Hi all,

I’m dealing with a problem which is similar to the multi-task learning with one different:

in the multi-task problems the mean of the losses related to each branches will be backpropagated, (loss1 + loss2 + …+ lossN)/N. However, in my problem each branches should backpropagate its loss to its related part of model, i.e., loss1 will backpropagate into the part of the model related to the branch1 which I named that part paral_1 and in the same manner the paral_2, …, paral_N supposed to dedicate to its related branches. How I handled the different backprogation related to each branch ? I defined N=10 different dataloaders corresponding to each tasks. So whenever a specific dataloader gets activated only the related part of the model will be activated, requires_grad= True, and the not-related parts of the model will be freezed, requires_grad= False. in this way I can trained all branches, in my case N= 10, simultaneously.

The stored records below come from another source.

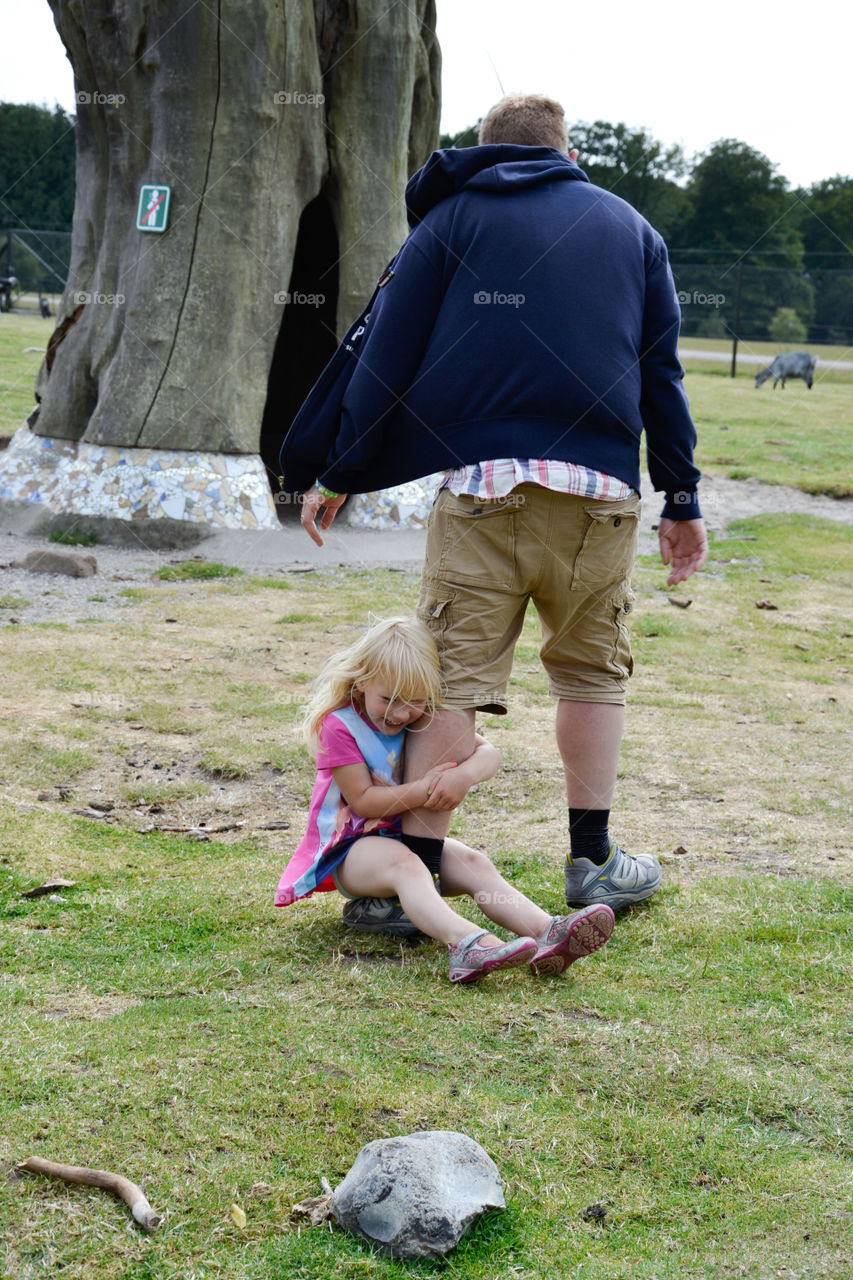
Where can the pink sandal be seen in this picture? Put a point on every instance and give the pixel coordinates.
(570, 937)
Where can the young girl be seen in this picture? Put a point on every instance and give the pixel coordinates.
(365, 700)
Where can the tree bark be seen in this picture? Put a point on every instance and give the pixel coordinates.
(249, 110)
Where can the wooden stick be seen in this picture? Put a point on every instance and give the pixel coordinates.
(128, 1191)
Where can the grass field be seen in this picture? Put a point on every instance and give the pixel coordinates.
(162, 1019)
(790, 437)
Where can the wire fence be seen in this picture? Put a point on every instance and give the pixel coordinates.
(765, 302)
(719, 300)
(36, 261)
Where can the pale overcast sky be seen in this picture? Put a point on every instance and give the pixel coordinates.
(774, 77)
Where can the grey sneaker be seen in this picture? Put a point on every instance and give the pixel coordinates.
(620, 882)
(379, 915)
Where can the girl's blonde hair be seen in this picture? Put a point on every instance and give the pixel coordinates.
(400, 652)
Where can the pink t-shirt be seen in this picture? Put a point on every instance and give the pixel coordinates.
(346, 737)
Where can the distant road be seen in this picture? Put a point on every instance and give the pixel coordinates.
(746, 359)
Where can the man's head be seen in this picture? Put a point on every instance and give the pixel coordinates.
(528, 120)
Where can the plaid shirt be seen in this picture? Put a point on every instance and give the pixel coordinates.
(497, 478)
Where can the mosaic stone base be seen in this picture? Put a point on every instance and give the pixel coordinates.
(227, 490)
(406, 506)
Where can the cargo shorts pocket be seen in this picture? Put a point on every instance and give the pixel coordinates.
(607, 547)
(477, 540)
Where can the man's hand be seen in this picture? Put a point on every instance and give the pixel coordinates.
(311, 502)
(684, 545)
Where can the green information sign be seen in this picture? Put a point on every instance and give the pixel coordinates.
(153, 213)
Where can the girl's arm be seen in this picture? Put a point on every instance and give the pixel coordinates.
(455, 784)
(372, 799)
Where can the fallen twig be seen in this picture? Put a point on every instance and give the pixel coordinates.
(48, 887)
(132, 1194)
(195, 830)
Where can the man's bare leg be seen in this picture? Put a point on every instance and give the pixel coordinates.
(447, 736)
(597, 871)
(589, 736)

**having said that**, when there is ONLY one dataloader, N=1, I observed that the model is trained(high accuracy) ,However when I increase the number of dataloader, which means the number of branches increases correspondingly, the model is not trained at all(almost zero accuracy for each branch). It makes sense that when the number of branches increase each branch should train as in

each branch trained separately, because, the dataloaders are independent from each other and with the freezing technique I explained above each branches is in charge of its own part of the model, NOTED non-related parts get freezed at training phase , so parameters of each branches gets updated at the training phase independently. So why the model is not trained(almost zero accuracy) when the parameters of the branches get updated in parallel, at backpropation time. But when the number of branches set to one the model get trained(high accuracy).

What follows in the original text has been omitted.